Mean (± SD) anthropometric measurements and dietary intakes at baseline and after 12 weeks

	Baseline		12 weeks		Time effects	Diet effects	Time × diet effects
	LPUFA (n = 70)	HPUFA (n = 71)	LPUFA (n = 70)	HPUFA (n = 71)
					p	p	p
Weight, kg	90.8 ± 14.8	88.4 ± 13.9	85.1 ± 13.7	84.0 ± 14.7	0.000*	0.464	0.859
BMI, kg/m2	32.1 ± 4.0	31.4 ± 3.9	30.2 ± 4.0	29.9 ± 4.4	0.000*	0.463	0.844
Body fat, %	39.2 ± 6.6	39.4 ± 7.0	35.8 ± 7.0	37.1 ± 8.3	0.000*	0.799	0.177
Waist, cm	97.7 ± 12.4	96.6 ± 12.5	93.2 ± 11.5	93.4 ± 13.5	0.000*	0.538	0.387
VAT area, cm2	156 ± 91	141 ± 81	130 ± 78	131 ± 90	0.000*	0.606	0.052
SAT area, cm2	312 ± 102	338 ± 107	302 ± 108	316 ± 113	0.001*	0.198	0.179
EI, kcal/day	2,181 ± 694	2,270 ± 744	1,754 ± 514	1,840 ± 483	0.000*	0.243	0.639
CHO, %EI	42.0 ± 7.0	43.8 ± 8.7	44.1 ± 6.7	43.1 ± 6.3	0.046*	0.804	0.035*
Protein, %EI	20.3 ± 3.6	19.7 ± 3.7	21.9 ± 3.7	21.0 ± 3.5	0.000*	0.066	0.957
Fat, %EI	31.7 ± 6.1	31.7 ± 7.2	27.7 ± 5.9	30.9 ± 5.9	0.000*	0.018*	0.066
SFA, %EI	10.9 ± 2.9	11.2 ± 2.7	9.0 ± 2.2	8.0 ± 2.2	0.000*	0.470	0.003*
MUFA, %EI	12.3 ± 3.1	12.4 ± 4.3	8.0 ± 4.0	7.6 ± 3.8	0.000*	0.909	0.242
PUFA, %EI	5.5 ± 2.1	5.1 ± 2.0	5.4 ± 2.0	10.2 ± 3.6	0.000*	0.000*	0.000*

LPUFA = Low PUFA group; HPUFA = high PUFA group; VAT = visceral adipose tissue; SAT = subcutaneous adipose tissue; EI = energy intake; CHO = Carbohydrate; PUFA = polyunsaturated fat; MUFA = monounsaturated fat; SFA = saturated fat.

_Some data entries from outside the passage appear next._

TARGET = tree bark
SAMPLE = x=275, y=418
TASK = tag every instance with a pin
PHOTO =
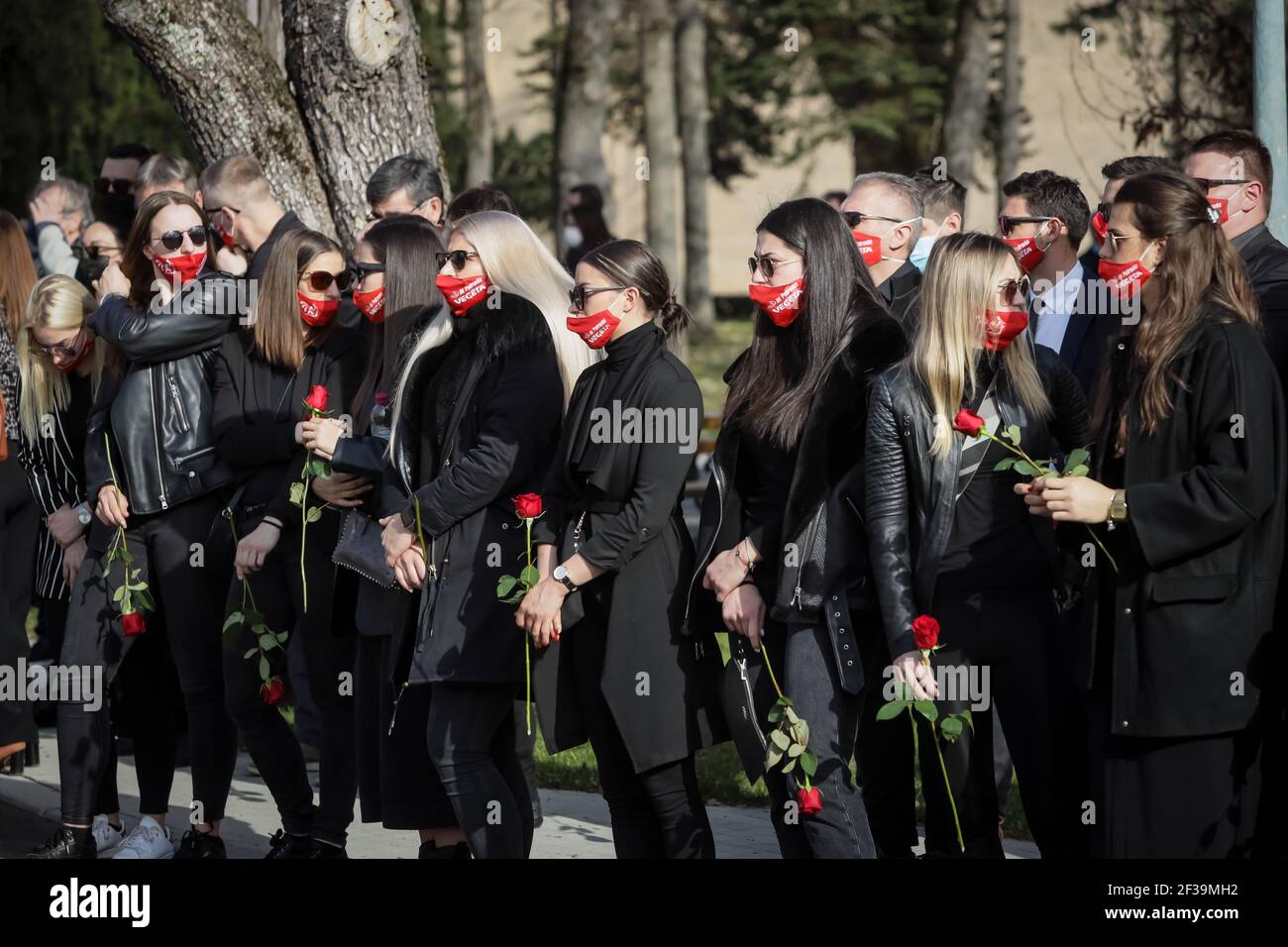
x=360, y=77
x=478, y=103
x=581, y=107
x=967, y=99
x=660, y=131
x=226, y=88
x=695, y=119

^*Significant different, general linear model repeated measures ANOVA, p < 0.05.

Table 3.

Characteristics of participants (N = 121) at baseline and 12-week of study

	Baseline		12 weeks		Time effects	Diet effects	Time × diet effects
	LPUFA (n = 58)	HPUFA (n = 63)	LPUFA (n = 58)	HPUFA (n = 63)
					p	p	p
Age, years	48.4 ± 10.6	47.6 ± 10.5	–	–	–	–	–
Weight, kg	88.0 ± 13.7	87.2 ± 14.0	84.7 ± 13.7	83.7 ± 14.6	0.000*	0.721	0.803
BMI, kg/m2	31.3 ± 3.8	31.0 ± 4.0	30.1 ± 4.0	29.8 ± 4.4	0.000*	0.657	0.791
FM, kg	33.6 ± 8.2	33.9 ± 9.0	30.6 ± 8.2	31.3 ± 9.7	0.000*	0.753	0.376
FFM, kg	54.4 ± 9.9	53.3 ± 10.3	54.1 ± 10.2	52.4 ± 10.4	0.000*	0.449	0.023*
VVAT l	3.5 ± 2.0	3.2 ± 1.8	2.9 ± 1.7	2.9 ± 2.0	0.000*	0.628	0.065

LPUFA = Low PUFA group; HPUFA = high PUFA group; FM = fat mass; FFM = fat-free mass; VAT = visceral adipose tissue.

^*Significant different, general linear model repeated measures ANOVA.